Do you know what is wrong with this?
Code:
/* print fahr-celc table for fahr = 0, 10, 20, ..., 100 */

int main (void)
{
int celc, fahr;
int lower, upper, step;

lower = 0;        /* lower limit of temperature scale */
upper = 100;    /* upper limit */
step = 10;        /* step size */

fahr = lower;
while (fahr <= uppur);
{
celc = 5*(fahr-32)/9;
printf("%d\t%d\n", fahr, celc);
fahr = fahr + step;
}
}
When I press execute, pelles c says:
Building main.obj.
D:\Documenten\Mijn_documenten\c programma's van mij\derde project\main.c(37): error #2048: Undeclared identifier 'uppur'.
*** Error code: 1 ***
Done.

I don't know what is wrong with this.

2. Check your spelling. Where do you define a variable with the name uppur?

Jim

Code:
int lower, upper, step;

// ...

while (fahr <= uppur);
When you fix this and see that the program appears to do nothing, think about whether or not you really want that semi-colon at the end of your "while()".

4. Also the following will probably not produce your desired results:
Code:
celc = 5*(fahr-32)/9;
You are using integer math, there are no fractions in integer math. So something like 1/2 will yield zero, with the fractional part discarded.

Jim

5. Originally Posted by jimblumberg
Also the following will probably not produce your desired results:
Code:
celc = 5*(fahr-32)/9;
You are using integer math, there are no fractions in integer math.

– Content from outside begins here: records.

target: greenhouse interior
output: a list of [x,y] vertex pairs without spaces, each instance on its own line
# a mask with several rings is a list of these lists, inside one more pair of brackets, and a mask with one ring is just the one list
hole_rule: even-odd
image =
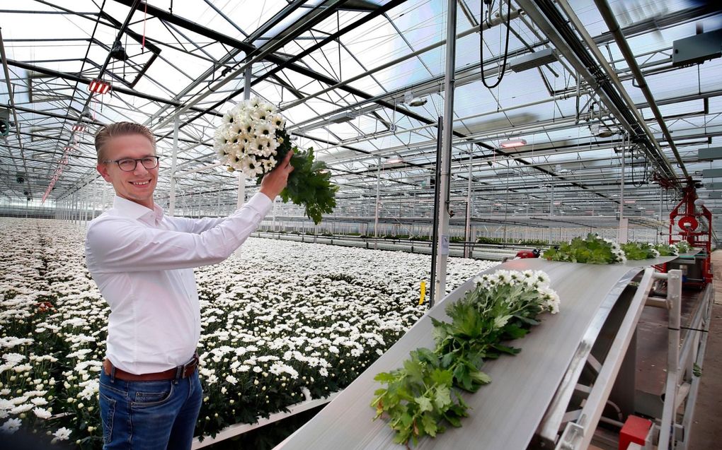
[[718,448],[718,1],[16,0],[0,53],[0,446]]

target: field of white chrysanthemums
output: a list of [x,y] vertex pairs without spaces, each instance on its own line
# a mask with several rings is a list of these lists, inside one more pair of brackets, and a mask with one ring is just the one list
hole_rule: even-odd
[[[100,448],[97,375],[109,307],[85,266],[84,228],[0,219],[0,431]],[[450,258],[450,291],[497,263]],[[213,435],[343,389],[423,314],[430,258],[251,238],[196,269]]]

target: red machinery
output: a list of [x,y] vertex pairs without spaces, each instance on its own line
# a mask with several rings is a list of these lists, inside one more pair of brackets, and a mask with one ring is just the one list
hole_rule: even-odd
[[[669,213],[669,243],[686,240],[692,247],[703,248],[706,254],[701,275],[703,284],[709,283],[712,282],[712,213],[704,205],[695,204],[697,197],[693,186],[683,188],[682,192],[682,201]],[[703,217],[706,219],[706,224],[700,224]],[[678,232],[675,230],[675,225],[679,228]],[[675,239],[677,236],[680,238]]]
[[516,257],[514,259],[524,259],[526,258],[539,258],[539,251],[534,248],[534,250],[520,250],[516,252]]

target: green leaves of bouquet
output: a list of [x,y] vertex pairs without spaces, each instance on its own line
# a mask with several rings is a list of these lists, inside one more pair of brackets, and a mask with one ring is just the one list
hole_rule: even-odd
[[526,336],[542,311],[559,310],[559,297],[544,272],[497,271],[475,281],[475,289],[446,307],[451,323],[432,318],[433,351],[417,348],[403,368],[374,379],[387,385],[374,392],[374,418],[388,416],[397,444],[415,445],[424,436],[443,433],[446,423],[461,426],[469,405],[461,391],[475,392],[491,382],[480,369],[484,361],[518,353],[500,343]]
[[[291,141],[284,130],[277,130],[276,135],[283,140],[278,150],[279,161],[283,161],[291,150]],[[294,146],[292,150],[291,166],[293,166],[293,171],[288,176],[286,189],[281,192],[281,199],[284,203],[290,200],[303,206],[306,215],[318,225],[322,215],[334,212],[339,186],[331,184],[331,173],[326,163],[316,160],[313,148],[304,150]],[[264,175],[258,176],[258,183],[263,177]]]
[[586,238],[575,238],[558,248],[549,248],[542,257],[549,261],[588,264],[613,264],[626,260],[619,244],[593,233],[588,234]]
[[229,171],[240,170],[259,184],[293,150],[294,171],[281,199],[303,206],[306,215],[318,225],[321,216],[336,207],[339,187],[331,184],[326,164],[315,159],[313,148],[292,145],[285,126],[285,119],[272,104],[258,99],[245,100],[224,114],[216,128],[214,148]]

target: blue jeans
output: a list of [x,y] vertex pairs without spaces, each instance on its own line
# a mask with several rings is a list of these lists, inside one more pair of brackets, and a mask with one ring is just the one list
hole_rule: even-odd
[[191,449],[203,401],[198,371],[153,382],[111,379],[100,371],[103,450]]

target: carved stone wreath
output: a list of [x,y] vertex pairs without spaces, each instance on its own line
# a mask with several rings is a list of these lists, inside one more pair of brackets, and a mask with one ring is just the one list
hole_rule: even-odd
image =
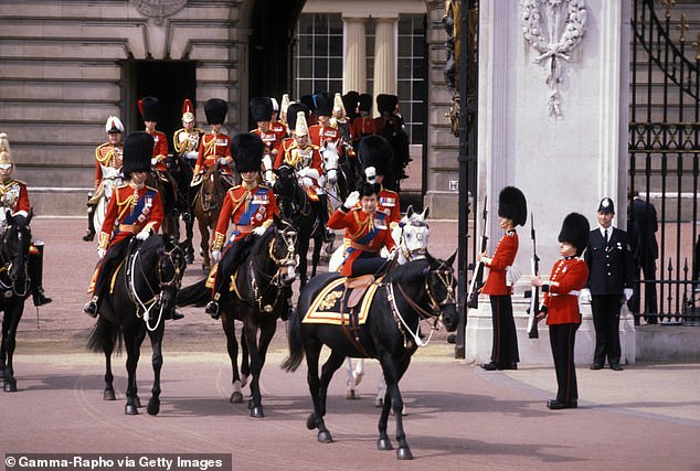
[[[550,116],[562,117],[559,83],[561,60],[571,61],[570,53],[581,43],[586,24],[585,0],[523,0],[522,33],[547,66],[547,84],[552,89],[548,106]],[[563,33],[560,30],[563,26]]]

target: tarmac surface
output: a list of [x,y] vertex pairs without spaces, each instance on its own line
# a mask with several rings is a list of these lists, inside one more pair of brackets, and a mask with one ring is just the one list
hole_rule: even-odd
[[[236,470],[700,470],[697,363],[638,362],[623,372],[580,364],[579,408],[553,411],[545,407],[556,388],[553,366],[486,372],[455,360],[447,333],[439,332],[414,355],[401,383],[415,458],[406,462],[375,447],[375,362],[365,365],[359,400],[344,398],[344,372],[337,373],[326,416],[335,442],[318,443],[305,427],[311,408],[305,365],[293,374],[278,367],[286,356],[284,324],[262,374],[266,417],[254,419],[245,404],[229,403],[223,332],[194,308],[167,324],[160,415],[125,416],[126,355],[114,362],[117,400],[104,402],[104,358],[85,350],[94,321],[82,307],[97,257],[95,244],[81,240],[84,226],[82,218],[32,223],[34,237],[46,243],[44,286],[54,302],[41,308],[39,328],[34,307],[25,304],[15,352],[19,392],[0,393],[0,453],[226,453]],[[431,222],[436,256],[454,250],[456,226]],[[201,276],[190,266],[183,285]],[[138,373],[145,404],[149,351],[146,342]],[[394,424],[390,418],[395,446]]]

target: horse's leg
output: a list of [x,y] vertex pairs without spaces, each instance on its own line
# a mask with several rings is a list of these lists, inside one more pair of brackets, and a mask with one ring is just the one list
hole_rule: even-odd
[[150,338],[150,344],[153,352],[151,355],[151,364],[153,365],[153,387],[151,388],[151,396],[146,411],[151,416],[157,416],[158,413],[160,413],[160,371],[162,368],[162,338],[165,330],[166,324],[161,321],[158,329],[152,332],[148,331],[148,336]]
[[233,383],[233,393],[229,402],[231,404],[241,404],[243,403],[243,393],[241,392],[243,385],[241,383],[241,376],[238,375],[238,342],[236,341],[236,329],[233,317],[224,312],[221,318],[221,324],[226,334],[226,351],[229,352],[229,360],[231,361],[231,370],[233,372],[233,378],[231,381]]

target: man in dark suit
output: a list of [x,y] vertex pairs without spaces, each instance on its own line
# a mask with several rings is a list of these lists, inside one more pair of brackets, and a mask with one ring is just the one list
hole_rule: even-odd
[[[630,194],[629,203],[629,221],[627,231],[629,232],[629,242],[633,248],[634,276],[639,275],[639,270],[644,274],[645,281],[656,279],[656,260],[659,258],[659,245],[656,242],[656,232],[659,228],[659,222],[656,216],[656,207],[648,201],[639,197],[639,192]],[[634,286],[634,293],[627,303],[629,310],[635,315],[635,325],[639,325],[639,298],[640,283]],[[645,282],[644,288],[644,312],[647,314],[656,314],[657,298],[656,285],[654,282]],[[658,322],[656,315],[646,317],[648,324]]]
[[633,295],[633,261],[627,233],[613,226],[615,205],[604,197],[598,205],[598,227],[591,232],[584,259],[588,283],[582,297],[591,299],[595,328],[595,353],[591,370],[601,370],[607,358],[611,368],[619,365],[619,310]]

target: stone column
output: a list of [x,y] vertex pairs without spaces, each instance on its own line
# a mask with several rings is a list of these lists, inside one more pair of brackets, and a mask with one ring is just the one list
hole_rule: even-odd
[[397,18],[378,18],[374,29],[374,116],[376,95],[396,95],[396,22]]
[[342,92],[367,92],[367,31],[364,18],[344,18]]

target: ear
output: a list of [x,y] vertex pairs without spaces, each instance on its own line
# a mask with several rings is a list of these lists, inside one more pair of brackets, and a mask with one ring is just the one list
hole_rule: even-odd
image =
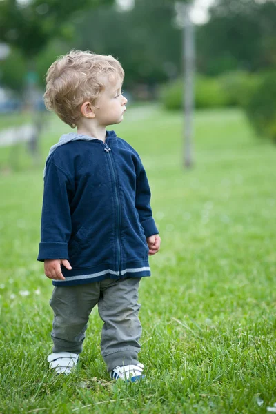
[[95,118],[95,116],[91,102],[84,102],[81,105],[81,112],[86,118]]

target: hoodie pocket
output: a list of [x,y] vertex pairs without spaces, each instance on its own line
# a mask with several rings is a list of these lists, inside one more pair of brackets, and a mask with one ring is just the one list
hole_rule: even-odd
[[88,231],[87,228],[81,227],[77,233],[71,237],[68,244],[68,254],[70,259],[78,255],[81,247],[88,243],[87,236]]

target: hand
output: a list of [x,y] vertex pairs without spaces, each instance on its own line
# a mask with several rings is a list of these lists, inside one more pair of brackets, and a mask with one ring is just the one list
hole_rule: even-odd
[[65,280],[61,273],[61,264],[63,264],[68,270],[72,269],[69,262],[63,259],[44,260],[44,273],[47,277],[53,280]]
[[148,246],[149,252],[148,255],[152,256],[155,255],[160,248],[161,238],[159,235],[153,235],[147,237],[147,243]]

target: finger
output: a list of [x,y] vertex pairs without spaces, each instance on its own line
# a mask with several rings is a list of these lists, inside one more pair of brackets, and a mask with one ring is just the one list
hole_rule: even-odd
[[[58,269],[52,269],[51,272],[51,279],[52,279],[53,280],[59,280],[60,279],[61,279],[61,277],[59,277],[59,271],[61,272],[61,270],[59,270]],[[62,277],[63,277],[62,274],[61,276]]]
[[66,269],[68,269],[68,270],[72,270],[72,266],[70,264],[68,260],[62,259],[61,263],[66,268]]
[[61,273],[61,269],[56,272],[56,276],[58,280],[65,280],[65,277]]

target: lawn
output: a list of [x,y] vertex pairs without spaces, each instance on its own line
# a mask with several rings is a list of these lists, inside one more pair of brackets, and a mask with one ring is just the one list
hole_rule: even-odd
[[[146,379],[111,382],[97,310],[77,371],[56,376],[51,282],[37,262],[40,168],[0,175],[0,413],[266,413],[276,402],[276,147],[237,110],[198,112],[195,168],[181,167],[182,120],[157,106],[117,126],[152,189],[160,252],[142,280]],[[68,130],[50,118],[43,157]]]

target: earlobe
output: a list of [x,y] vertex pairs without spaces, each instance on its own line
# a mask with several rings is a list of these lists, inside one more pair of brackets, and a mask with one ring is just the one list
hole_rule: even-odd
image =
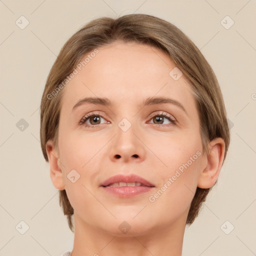
[[50,177],[52,182],[54,186],[58,190],[64,190],[65,185],[62,176],[63,174],[60,167],[58,154],[54,148],[52,140],[47,142],[46,149],[50,166]]
[[223,164],[225,142],[222,138],[216,138],[210,143],[206,166],[202,168],[199,175],[198,186],[209,188],[216,183]]

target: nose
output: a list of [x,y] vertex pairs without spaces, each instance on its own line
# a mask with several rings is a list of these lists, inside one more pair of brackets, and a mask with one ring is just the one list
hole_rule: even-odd
[[112,161],[139,162],[145,158],[145,145],[143,138],[136,126],[132,126],[127,130],[119,126],[116,130],[116,136],[111,144],[110,157]]

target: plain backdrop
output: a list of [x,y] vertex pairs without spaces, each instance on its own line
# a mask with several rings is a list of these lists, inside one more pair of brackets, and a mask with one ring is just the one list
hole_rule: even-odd
[[74,234],[41,151],[41,97],[74,33],[92,19],[132,13],[170,22],[195,43],[218,78],[231,128],[226,161],[186,228],[183,256],[256,255],[255,0],[2,0],[0,9],[0,256],[72,250]]

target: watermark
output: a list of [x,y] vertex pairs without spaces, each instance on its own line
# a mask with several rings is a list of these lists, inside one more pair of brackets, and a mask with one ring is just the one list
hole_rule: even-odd
[[80,71],[82,68],[82,67],[86,65],[89,62],[90,62],[91,60],[92,60],[92,58],[95,56],[96,54],[98,53],[98,49],[94,49],[94,52],[91,52],[90,54],[88,54],[84,58],[84,60],[80,62],[77,65],[76,68],[73,70],[73,72],[69,75],[67,76],[66,78],[62,81],[62,82],[58,85],[58,87],[56,87],[50,94],[47,94],[47,98],[48,100],[52,100],[60,90],[65,86],[73,78],[74,78],[74,76],[76,74],[78,74],[78,70],[77,69],[79,70]]
[[[168,180],[164,184],[164,185],[161,187],[161,188],[154,195],[150,196],[148,198],[148,200],[151,202],[154,202],[156,201],[156,200],[159,198],[164,191],[166,191],[171,185],[172,183],[174,182],[177,178],[180,177],[180,175],[184,173],[184,170],[186,170],[192,164],[193,162],[194,162],[196,159],[198,159],[198,156],[201,156],[202,153],[200,151],[198,151],[196,154],[195,154],[192,156],[190,156],[190,160],[188,160],[188,162],[185,164],[182,164],[178,170],[176,170],[175,172],[175,174],[173,175],[172,178],[169,178]],[[180,172],[179,172],[180,171]],[[181,173],[180,173],[180,172]]]

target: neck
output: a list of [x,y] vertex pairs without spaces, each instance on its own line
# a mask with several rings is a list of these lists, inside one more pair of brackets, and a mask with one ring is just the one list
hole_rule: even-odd
[[85,223],[74,213],[72,256],[182,256],[186,216],[175,222],[138,234],[110,233]]

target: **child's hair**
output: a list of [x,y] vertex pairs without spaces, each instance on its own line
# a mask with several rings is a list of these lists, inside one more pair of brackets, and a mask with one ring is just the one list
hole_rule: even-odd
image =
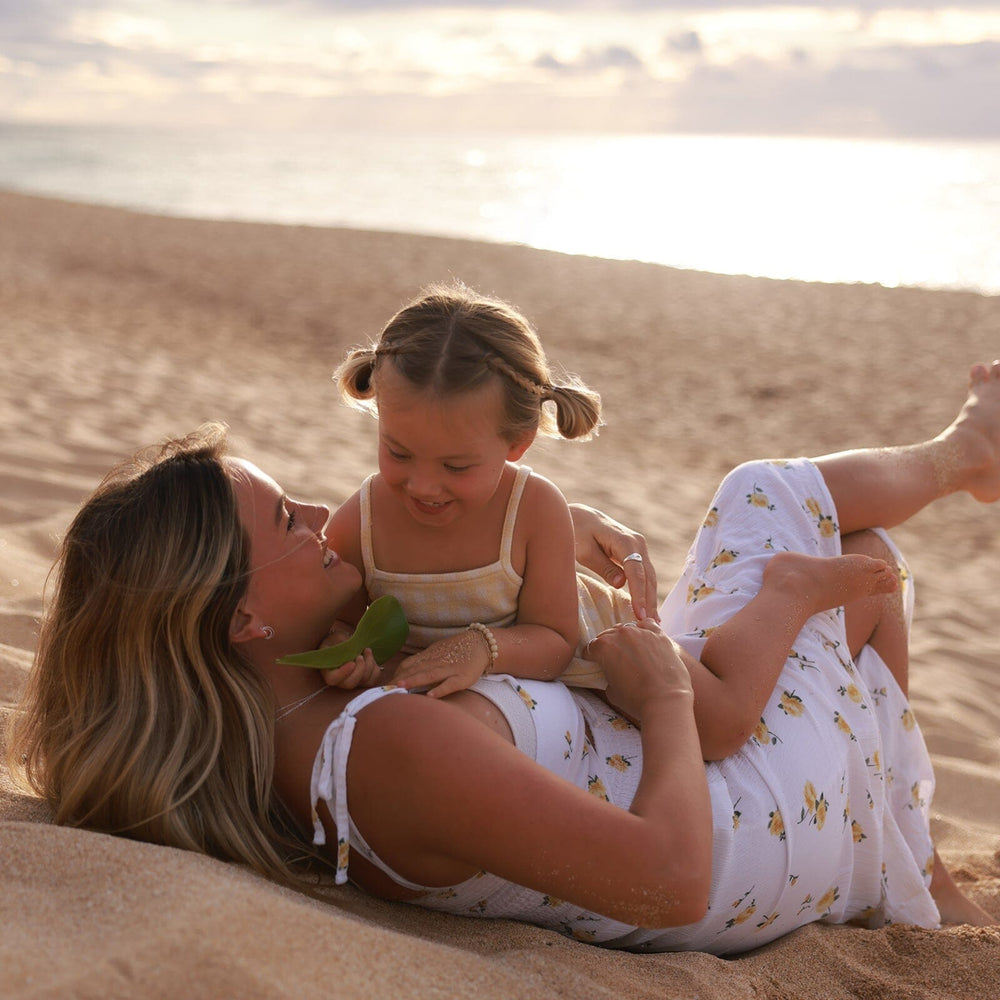
[[575,375],[553,376],[531,324],[506,302],[462,284],[426,289],[389,320],[377,343],[348,354],[333,376],[348,404],[376,411],[378,370],[386,359],[414,387],[440,396],[499,378],[500,436],[511,443],[535,431],[586,439],[601,425],[601,397]]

So something like 1/2 will yield zero, with the fractional part discarded.

Jim
The other issue is that C uses BODMAS. So divisions happen before multiplications, and the expression becomes 5*((fahr-32)/9). fahr is rounded down to the lowest multiple of 5. If you write (5*(fahr-32))/9 instead, you will get what is probably an acceptably accurate integer result.

6. Originally Posted by Malcolm McLean
The other issue is that C uses BODMAS. So divisions happen before multiplications
No, C has precedence rules akin to BODMAS, but not quite the same. In particular, the / and * operators have the same precedence. Furthermore, precedence determines grouping, not necessarily the order of evaluation.

Originally Posted by Malcolm McLean
the expression becomes 5*((fahr-32)/9).
No, the grammar is such that * and / are left associative. Hence the expression 5*(fahr-32)/9 is equivalent to (5*(fahr-32))/9 rather than 5*((fahr-32)/9).